I immediately called HP support. They mentioned the library had a firmware up 5.80 and asked to try to update. We did and it failed since the firmware file didn’t match it’s checksum, I was told that this is not important as 5.90 doesn’t contain any major changes. We continued to spend 6 hours on the phone trying to disable insight agents, check drivers, etc… Finally he decided to replace the tape drive.
Since LTO-6 is brand new technology, even with a 4 hour response contract, it took HP around 2 weeks to replace the drive since none were in Canada. During this time, I called two other separate times. The second tech told me that at the moment, no HP controllers support the HP LTO-6 tape drives (you’re kidding me right?), and the 3rd said he couldn’t provide me any information as there’s nothing in the documentation that specifies what controllers were compatible. All 3 tech’s mentioned that having the P800 controller in the server host both the MSA60 and the MSL2024 is probably causing the issues.

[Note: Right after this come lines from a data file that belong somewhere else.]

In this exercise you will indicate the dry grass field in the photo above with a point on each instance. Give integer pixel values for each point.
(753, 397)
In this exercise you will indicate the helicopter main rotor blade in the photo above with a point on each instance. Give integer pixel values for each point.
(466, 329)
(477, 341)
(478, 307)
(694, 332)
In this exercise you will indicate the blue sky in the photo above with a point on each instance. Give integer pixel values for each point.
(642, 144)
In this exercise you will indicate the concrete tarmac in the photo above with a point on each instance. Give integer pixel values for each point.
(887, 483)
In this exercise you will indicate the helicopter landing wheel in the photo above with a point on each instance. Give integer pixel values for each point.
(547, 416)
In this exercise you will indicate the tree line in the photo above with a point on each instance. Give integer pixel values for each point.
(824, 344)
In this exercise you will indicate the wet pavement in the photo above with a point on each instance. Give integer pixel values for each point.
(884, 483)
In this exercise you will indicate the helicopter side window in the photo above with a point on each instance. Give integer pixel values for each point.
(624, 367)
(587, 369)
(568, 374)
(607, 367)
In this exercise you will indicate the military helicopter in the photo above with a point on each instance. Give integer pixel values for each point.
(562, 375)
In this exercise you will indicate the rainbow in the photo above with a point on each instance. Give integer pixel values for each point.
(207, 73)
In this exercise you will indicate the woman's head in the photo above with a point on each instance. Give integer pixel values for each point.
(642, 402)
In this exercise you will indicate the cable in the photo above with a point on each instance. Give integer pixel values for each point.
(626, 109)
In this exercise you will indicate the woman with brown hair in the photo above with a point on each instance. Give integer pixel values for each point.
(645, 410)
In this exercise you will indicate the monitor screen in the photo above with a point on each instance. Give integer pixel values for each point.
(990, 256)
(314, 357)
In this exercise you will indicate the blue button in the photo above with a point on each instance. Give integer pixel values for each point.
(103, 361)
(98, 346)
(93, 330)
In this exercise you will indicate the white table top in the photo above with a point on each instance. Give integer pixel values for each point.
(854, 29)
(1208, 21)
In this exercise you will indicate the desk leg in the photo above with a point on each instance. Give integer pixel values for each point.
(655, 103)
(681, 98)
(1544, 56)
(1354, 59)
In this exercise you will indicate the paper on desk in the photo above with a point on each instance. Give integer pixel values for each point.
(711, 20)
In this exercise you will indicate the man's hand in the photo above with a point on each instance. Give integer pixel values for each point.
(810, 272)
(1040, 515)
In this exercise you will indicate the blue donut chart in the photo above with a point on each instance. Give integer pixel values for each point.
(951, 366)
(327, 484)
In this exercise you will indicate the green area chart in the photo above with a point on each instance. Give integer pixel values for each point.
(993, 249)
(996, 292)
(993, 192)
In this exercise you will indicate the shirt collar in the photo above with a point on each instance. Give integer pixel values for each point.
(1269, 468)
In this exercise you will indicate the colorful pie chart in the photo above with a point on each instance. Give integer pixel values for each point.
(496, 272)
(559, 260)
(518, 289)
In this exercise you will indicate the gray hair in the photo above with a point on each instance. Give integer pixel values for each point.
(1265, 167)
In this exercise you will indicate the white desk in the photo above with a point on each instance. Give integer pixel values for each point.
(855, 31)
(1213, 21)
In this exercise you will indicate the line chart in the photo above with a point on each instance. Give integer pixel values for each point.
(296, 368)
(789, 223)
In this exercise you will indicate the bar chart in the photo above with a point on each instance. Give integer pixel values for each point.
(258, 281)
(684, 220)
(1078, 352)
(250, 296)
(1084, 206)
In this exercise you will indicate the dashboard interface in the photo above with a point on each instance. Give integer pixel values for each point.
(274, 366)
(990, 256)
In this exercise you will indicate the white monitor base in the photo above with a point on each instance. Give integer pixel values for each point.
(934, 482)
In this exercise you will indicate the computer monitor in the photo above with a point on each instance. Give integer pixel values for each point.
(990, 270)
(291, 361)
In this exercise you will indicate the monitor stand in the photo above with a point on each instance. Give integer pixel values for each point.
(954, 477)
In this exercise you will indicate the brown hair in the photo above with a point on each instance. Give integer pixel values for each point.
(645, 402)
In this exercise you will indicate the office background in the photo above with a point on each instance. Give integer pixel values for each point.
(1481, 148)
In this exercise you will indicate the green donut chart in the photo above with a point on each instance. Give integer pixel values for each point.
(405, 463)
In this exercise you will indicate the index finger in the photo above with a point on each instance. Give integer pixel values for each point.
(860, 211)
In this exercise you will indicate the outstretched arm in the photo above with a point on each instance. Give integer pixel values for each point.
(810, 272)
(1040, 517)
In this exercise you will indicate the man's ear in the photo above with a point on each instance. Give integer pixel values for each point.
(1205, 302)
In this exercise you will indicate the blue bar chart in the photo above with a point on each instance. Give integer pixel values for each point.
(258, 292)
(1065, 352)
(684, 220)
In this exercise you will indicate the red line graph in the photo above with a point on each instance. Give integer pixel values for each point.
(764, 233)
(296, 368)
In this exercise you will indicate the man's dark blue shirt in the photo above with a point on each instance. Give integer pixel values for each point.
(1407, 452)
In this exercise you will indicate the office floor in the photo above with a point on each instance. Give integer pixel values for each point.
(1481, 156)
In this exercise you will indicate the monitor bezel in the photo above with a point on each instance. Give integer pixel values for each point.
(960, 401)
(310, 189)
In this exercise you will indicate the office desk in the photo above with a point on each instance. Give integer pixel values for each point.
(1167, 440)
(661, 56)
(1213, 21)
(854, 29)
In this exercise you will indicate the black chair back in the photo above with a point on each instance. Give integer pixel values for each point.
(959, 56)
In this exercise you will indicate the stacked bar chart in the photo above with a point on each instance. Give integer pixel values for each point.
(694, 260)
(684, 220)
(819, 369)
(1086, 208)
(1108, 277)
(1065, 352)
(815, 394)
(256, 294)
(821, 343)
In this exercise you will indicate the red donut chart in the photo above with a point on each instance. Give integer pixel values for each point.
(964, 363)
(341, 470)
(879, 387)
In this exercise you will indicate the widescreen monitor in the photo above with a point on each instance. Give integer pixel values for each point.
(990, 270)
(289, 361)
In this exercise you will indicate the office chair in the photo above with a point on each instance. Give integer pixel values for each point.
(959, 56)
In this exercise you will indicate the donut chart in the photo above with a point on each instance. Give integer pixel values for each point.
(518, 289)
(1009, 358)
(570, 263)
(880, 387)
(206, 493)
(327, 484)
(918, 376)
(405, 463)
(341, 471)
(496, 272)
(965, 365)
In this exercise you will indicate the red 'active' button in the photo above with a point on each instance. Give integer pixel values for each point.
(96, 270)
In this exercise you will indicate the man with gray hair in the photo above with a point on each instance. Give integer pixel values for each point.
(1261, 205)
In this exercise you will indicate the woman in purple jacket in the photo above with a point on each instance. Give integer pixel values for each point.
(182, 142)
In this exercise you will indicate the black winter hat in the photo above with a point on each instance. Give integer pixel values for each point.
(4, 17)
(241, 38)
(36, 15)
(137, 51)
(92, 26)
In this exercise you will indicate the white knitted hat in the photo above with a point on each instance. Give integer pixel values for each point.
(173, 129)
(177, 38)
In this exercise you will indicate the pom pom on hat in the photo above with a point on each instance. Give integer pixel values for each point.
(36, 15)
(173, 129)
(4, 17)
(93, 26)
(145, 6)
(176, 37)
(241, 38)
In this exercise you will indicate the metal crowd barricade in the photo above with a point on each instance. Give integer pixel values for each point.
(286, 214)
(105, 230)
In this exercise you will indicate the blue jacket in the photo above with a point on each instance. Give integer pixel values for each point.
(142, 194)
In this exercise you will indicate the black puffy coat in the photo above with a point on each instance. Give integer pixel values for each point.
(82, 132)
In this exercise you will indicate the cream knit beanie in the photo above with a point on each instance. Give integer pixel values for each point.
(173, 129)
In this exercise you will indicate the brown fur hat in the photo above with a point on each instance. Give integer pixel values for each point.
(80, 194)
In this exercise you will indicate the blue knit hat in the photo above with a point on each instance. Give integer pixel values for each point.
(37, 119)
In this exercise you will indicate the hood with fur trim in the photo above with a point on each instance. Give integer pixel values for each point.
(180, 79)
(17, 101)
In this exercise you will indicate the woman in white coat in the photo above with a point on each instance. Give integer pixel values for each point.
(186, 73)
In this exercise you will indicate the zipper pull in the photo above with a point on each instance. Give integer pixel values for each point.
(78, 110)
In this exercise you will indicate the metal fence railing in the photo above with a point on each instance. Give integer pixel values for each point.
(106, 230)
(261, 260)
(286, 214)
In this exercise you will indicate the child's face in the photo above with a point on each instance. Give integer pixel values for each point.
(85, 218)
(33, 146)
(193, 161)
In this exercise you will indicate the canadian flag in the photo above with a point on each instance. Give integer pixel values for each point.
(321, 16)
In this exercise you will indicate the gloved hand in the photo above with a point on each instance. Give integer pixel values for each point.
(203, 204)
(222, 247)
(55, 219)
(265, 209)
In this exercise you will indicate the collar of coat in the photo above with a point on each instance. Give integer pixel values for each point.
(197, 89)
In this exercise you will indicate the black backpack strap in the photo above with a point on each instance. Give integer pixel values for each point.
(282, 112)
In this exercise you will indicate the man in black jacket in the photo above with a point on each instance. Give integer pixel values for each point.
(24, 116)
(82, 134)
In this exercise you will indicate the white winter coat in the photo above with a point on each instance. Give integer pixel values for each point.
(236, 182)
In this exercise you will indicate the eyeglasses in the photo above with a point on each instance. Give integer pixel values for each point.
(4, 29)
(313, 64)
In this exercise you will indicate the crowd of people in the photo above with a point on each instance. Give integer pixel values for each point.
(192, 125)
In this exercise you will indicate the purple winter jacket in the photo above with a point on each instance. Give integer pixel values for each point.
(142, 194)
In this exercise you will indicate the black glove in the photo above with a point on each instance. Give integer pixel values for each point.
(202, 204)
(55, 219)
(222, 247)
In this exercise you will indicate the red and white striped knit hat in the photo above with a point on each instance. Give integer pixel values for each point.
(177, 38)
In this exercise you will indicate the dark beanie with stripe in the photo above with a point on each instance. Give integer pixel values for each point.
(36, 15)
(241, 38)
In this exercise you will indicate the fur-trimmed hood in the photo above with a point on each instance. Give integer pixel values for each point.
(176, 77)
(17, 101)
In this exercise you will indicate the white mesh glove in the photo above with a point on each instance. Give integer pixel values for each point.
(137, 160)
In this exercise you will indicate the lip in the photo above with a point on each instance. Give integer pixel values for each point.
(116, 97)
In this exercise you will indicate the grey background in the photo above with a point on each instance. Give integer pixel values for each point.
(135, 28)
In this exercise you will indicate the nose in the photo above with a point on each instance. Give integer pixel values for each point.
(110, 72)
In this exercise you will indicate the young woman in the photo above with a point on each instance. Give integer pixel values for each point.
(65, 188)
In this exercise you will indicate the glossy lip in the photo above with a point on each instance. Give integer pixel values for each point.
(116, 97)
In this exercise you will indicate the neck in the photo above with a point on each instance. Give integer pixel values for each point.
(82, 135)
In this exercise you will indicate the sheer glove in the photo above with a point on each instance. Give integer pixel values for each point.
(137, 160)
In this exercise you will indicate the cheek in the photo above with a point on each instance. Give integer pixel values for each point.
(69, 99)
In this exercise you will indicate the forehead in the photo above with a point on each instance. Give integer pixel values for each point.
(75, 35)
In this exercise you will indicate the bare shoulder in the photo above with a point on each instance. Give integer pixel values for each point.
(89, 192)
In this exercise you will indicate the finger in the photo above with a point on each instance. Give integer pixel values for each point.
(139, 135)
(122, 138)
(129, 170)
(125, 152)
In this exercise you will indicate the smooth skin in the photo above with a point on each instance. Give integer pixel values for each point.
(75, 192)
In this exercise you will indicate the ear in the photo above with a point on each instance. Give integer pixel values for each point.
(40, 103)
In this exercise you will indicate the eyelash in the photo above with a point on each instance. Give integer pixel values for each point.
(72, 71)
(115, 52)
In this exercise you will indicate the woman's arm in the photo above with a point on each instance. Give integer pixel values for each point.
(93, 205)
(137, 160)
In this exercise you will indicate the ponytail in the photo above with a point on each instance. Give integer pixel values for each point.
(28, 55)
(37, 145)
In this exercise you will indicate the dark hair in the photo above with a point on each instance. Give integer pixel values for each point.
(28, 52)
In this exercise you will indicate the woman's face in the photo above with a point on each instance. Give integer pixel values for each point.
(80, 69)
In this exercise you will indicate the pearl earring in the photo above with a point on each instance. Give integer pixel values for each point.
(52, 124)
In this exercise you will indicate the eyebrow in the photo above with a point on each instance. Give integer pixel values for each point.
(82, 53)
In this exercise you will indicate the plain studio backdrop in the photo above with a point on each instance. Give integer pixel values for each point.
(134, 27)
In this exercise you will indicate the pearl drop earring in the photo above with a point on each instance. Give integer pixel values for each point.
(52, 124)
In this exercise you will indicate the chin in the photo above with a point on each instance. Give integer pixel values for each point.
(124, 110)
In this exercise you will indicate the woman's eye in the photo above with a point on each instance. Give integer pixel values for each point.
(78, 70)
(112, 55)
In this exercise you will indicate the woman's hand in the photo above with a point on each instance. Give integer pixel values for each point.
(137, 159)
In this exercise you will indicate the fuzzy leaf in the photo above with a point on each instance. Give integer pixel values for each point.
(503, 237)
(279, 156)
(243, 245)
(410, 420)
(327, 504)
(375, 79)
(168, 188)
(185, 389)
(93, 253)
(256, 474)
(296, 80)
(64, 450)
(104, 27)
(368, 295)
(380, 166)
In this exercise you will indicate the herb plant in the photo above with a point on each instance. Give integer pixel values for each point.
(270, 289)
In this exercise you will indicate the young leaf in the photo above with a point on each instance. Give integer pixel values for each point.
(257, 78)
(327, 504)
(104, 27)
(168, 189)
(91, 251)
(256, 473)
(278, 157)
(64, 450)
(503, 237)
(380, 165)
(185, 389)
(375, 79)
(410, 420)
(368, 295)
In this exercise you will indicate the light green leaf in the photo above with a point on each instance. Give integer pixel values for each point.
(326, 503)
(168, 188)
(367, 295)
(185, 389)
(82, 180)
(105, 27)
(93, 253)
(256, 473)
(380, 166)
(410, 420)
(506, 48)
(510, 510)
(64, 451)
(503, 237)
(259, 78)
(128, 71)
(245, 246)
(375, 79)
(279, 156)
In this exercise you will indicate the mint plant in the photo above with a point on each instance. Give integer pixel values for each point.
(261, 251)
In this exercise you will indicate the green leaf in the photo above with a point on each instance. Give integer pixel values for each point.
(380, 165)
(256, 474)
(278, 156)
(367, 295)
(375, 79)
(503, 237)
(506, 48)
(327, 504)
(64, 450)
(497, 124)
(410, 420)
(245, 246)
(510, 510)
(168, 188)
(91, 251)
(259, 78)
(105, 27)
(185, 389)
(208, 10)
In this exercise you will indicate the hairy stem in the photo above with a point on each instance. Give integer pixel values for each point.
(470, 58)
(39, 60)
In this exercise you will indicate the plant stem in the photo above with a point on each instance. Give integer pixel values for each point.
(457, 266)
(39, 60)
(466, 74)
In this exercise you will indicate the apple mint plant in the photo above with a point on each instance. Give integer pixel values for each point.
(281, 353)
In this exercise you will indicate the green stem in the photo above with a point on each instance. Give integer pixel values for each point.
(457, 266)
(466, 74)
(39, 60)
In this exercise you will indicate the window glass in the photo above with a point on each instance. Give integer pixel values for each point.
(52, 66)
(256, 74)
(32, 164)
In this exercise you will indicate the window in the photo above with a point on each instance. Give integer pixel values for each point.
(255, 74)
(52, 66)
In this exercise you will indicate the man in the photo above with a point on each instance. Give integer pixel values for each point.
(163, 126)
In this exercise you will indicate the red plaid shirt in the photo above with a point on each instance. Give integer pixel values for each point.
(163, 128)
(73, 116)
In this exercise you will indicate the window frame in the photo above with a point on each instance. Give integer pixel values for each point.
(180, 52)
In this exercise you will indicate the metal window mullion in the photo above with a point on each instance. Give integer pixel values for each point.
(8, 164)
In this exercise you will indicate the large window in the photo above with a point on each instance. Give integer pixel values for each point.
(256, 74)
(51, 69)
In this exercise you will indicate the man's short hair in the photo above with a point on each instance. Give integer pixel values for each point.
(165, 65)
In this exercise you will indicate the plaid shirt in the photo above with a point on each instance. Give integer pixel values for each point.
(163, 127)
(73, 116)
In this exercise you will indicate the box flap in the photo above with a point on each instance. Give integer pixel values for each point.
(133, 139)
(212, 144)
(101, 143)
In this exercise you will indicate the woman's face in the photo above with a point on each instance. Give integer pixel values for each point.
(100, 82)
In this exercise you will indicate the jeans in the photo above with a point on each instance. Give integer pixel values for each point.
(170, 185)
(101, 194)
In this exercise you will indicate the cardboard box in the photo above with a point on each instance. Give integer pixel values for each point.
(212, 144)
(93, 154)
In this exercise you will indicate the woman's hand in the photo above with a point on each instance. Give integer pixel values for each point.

We received the new tape drive, tested, and the backups failed. I sent the drive back (which was a repaired unit, and kept the original brand new one). After this I tried numerous things, google’d for days. Finally I was just about to quote the client a new controller card, when I finally decided to give HP another call.
On this call, he escalated the issue to engineers. Later that night I received an e-mail stating that library firmware 5.90 is required for support for the LTO-6 tape drives. I was shocked, angry, etc… It turns out that library firmware 5.80 was “Recalled” due to major issues a while back.
Since LTT couldn’t load the firmware, I just downloaded it manually and flashed it via the MSL 2024 web interface. After this restarted the Backup Exec services, performed an inventory, and did a minor backup (around 130GB). Keep in mind that when the backups originally failed, it didn’t matter the size, the backup would simply fail just before it completed.
The backup completed! Later on that night I ran a full complete backup of 5TB (2 servers and 2 MSA60s) and it completely 100% successfully. Even with the MSA60 under extreme load maxing out the drives, this did not in any way impede performance of the LTO-6 tape drive/library.
So please, if you’re having this issue consider the following:
1. Tape library must be at firmware version 5.90 to support LTO-6 Tape drives. Always always always make sure you have the latest firmware.
2. I have a working configuration of a P800 controlling both an HP MSA60, and a HP MSL 2024 backup library and it’s working 100%
3. Make sure you have Backup Exec 2012 SP1a installed as it’s required for LTO-6 compatibility (make sure you read about the major changes upgrading to 2012 first, I can’t stress this enough!!!)
I hope this helps some of you out there as this was consuming my life for numerous weeks.